フリーランスエンジニアの2026年、単価と生存戦略
AIで「コードが書ける」だけでは食えない時代。2026年のフリーランスエンジニアの単価感と、生き残るための立ち位置を実体験ベースで整理する。
「コードが書ける」というだけでは食えなくなった。AIコーディング支援が当たり前になった2026年、フリーランスエンジニアの市場は二極化が進んでいる。単価が上がる層と、買い叩かれる層がくっきり分かれてきた。本記事では、いまの単価感と、買い叩かれる側に落ちないための立ち位置を、受注側として動いてきた実感ベースで整理する。きれいごとではなく、現場で効いている要素に絞る。
結論
- 実装力単体はコモディティ化、上流と運用の両端に価値が移った
- 月額の常駐型より、成果と責任を握る請負・準委任の方が単価を伸ばしやすい
- AIを「使える前提」にした上で、何を保証できるかが差別化の核
2026年の単価感
ざっくりした肌感として、Web系の準委任(常駐・リモート)で月60万〜100万円のレンジが中心、上流設計やテックリードを兼ねると月100万〜150万円に届く。

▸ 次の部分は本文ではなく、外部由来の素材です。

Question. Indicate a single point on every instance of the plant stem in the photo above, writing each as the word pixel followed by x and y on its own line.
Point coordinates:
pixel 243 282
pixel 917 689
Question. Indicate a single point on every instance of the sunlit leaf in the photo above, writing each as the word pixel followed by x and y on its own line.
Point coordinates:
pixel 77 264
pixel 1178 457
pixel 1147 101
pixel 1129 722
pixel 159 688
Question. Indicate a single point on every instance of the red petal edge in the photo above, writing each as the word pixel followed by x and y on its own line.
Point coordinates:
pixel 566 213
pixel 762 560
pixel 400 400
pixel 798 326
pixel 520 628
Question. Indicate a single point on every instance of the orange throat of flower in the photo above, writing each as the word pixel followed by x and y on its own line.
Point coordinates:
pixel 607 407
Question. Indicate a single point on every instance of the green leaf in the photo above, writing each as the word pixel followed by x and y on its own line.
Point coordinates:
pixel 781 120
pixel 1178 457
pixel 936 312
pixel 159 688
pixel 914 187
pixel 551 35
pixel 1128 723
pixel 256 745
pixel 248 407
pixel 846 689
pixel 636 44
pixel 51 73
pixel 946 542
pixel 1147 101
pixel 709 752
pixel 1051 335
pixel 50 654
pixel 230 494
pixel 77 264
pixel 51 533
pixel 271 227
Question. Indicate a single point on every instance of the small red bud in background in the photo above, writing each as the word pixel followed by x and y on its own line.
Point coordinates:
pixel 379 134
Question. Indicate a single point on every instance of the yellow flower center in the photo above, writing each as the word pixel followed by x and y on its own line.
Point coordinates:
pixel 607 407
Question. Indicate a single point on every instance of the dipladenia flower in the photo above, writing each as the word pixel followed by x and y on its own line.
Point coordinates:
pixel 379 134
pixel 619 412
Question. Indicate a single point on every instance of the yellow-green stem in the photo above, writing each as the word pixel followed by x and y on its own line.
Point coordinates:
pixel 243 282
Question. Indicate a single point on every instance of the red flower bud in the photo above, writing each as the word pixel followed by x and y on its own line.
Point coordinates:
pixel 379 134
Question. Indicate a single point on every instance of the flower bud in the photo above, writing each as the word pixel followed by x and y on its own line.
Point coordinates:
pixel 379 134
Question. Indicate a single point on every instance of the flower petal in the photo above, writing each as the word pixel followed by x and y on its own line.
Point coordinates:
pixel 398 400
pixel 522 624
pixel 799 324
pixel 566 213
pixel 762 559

一方、単発のLP・コーポレートサイト制作のような請負は、AIで誰でもそれなりに作れるようになった分、価格競争が激しく数万〜数十万円に張り付く。同じ「エンジニア」でも、提供価値の階層で単価が一桁変わる時代になった。
なぜ実装力はコモディティ化したか
AIコーディング支援が「動くコードを出す」工程を肩代わりするようになり、純粋なコーディング速度の差が価格に反映されにくくなった。発注側も「AIで作れるんでしょ」という前提で値段を見るようになっている。結果として、コードを書くこと自体の希少価値は下がった。逆に希少なのは、要件を引き出し設計に落とす上流と、本番で壊さず運用し続ける下流の両端だ。
買い叩かれないための立ち位置
防衛の鍵は「AIが代替しにくい責任」を握ることだ。具体的には、要件定義・技術選定・セキュリティ・運用保守といった、間違えると損害が出る領域。ここは発注側も安心料を払う。受注時は「作って終わり」ではなく、保守込み・改善込みで提案すると単価も継続性も上がる。逆に「言われた通り実装するだけ」のポジションは、AIと新規参入者の両方から価格を削られ続ける。
案件の取り方の変化
2026年は、エージェント経由の常駐案件に加えて、クラウドソーシングや直契約での小規模請負を併走させる二刀流が現実的だ。前者で生活基盤を固め、後者で実績とポートフォリオを積む。重要なのは、デモやポートフォリオを「自分のドメイン上で動く形」で見せること。AIで量産できる時代だからこそ、実際に動く成果物と運用実績が信頼の決め手になる。
よくある質問
Q. 未経験からでも2026年に参入できるか?
可能だが、AIで作れる領域は競争が激しい。最初は安くても実績を作り、保守や上流に早く軸足を移す前提で動くのが現実的だ。
Q. 常駐と請負、どちらが稼げるか?
安定なら常駐(準委任)、上限を伸ばすなら責任を握る請負。多くの人は常駐で生活を固め、請負で実績と単価を積む併用が無難だ。
Q. AIを使うと単価が下がらないか?
逆だ。AIで生産性を上げ、その分を上流・保守・品質保証に振り向けて「保証できる範囲」を広げれば、単価はむしろ上げられる。